Growing evidence suggests that SNPs in core components of miRNA biogenesis may impair or enhance miRNA processing efficiency or function, which can function as an oncogene or tumor suppressor [31]. Evidence from published reports highlights that SNPs in miRNAs, which encode their biogenesis pathway and target binding sites, may affect the regulatory capacity of miRNAs by affecting miRNA processing or miRNA–mRNA interactions [32]. To date, most of the studies in this field have had a case-control design and have been based on a candidate gene approach [15]. For instance, in one study of renal cancer 41 SNPs in 11 miRNA biogenesis genes were analyzed [33]. Two SNPs in the GEMIN4 gene were significantly associated with the renal carcinoma risk. Moreover, the common GEMIN4 H3 haplotype (wmmwww, where w is the wild-type allele, and m is the minor allele), consisting of six nonsynonymous SNPs in the order rs910924, rs2740348, rs7813, rs3744741, rs1062923, and rs4968104, was protective of developing RCC (OR = 0.66, 95% CI: 0.45–0.97) in the respective haplotype analysis [33].

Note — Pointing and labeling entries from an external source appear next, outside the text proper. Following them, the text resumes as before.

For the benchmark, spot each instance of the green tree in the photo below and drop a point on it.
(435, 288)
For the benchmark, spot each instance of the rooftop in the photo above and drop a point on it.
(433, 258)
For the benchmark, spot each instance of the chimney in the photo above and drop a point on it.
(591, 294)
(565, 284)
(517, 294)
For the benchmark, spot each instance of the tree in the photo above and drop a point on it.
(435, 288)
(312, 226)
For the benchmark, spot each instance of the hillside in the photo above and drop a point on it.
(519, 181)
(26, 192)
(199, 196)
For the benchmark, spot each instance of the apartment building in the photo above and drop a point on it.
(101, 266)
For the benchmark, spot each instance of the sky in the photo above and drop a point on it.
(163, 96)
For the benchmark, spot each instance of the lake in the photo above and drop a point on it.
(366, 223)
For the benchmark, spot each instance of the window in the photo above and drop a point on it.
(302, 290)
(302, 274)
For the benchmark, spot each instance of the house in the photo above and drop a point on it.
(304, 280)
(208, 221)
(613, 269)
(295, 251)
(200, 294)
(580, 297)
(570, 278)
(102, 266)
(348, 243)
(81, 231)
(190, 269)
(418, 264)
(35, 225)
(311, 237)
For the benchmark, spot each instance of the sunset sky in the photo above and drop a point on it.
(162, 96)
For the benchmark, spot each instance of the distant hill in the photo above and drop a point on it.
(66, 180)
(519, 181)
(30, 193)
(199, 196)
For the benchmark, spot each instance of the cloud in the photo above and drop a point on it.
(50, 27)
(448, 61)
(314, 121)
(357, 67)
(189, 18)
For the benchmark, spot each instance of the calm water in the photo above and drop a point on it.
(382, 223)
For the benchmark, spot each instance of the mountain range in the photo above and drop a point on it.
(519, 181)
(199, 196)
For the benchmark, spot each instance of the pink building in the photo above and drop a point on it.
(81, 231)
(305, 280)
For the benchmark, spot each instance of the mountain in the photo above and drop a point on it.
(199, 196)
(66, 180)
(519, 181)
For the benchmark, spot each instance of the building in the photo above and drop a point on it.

The number of studies using PGS in RCC is rather limited. Thus, in one study, PGS analysis of 13 GWAS-established ccRCC SNPs was recently performed for tumor molecular subtypes: ccA, characterized by overexpression of genes associated with hypoxia, angiogenesis, and fatty and organic acid metabolism; and the poorer-prognosis ccB, overexpressing genes regulating epithelial-to-mesenchymal transition, the cell cycle, and wound healing. This GWAS-based PGS signal was associated with both ccA and, in particular, ccB tumors (90th vs. 10th percentile: OR (95% CI) = 1.82 (1.11–2.99), p-value = 0.02 and OR (95% CI) = 2.87 (1.64–5.01), p-value = 2 × 10⁻⁴, respectively) [34]. In addition, the genetic risk score based on leukocyte telomere-length-associated SNPs was connected with the risk of recurrence in individuals with renal cell carcinoma [35]. Another study showed a relatively low AUC (95% CI) of 0.567 (0.54–0.59) for PGS of the 15 genetic variants identified by previous GWAS in association with the risk of renal cancer [36].

5. Conclusions

Despite the investigation of molecular-pathway-based SNPs allowing for a determination of significant associations with RCC, GWAS is urgently needed to discover new uncommon and rare variants that explain a vital group of the variation in complex characteristics.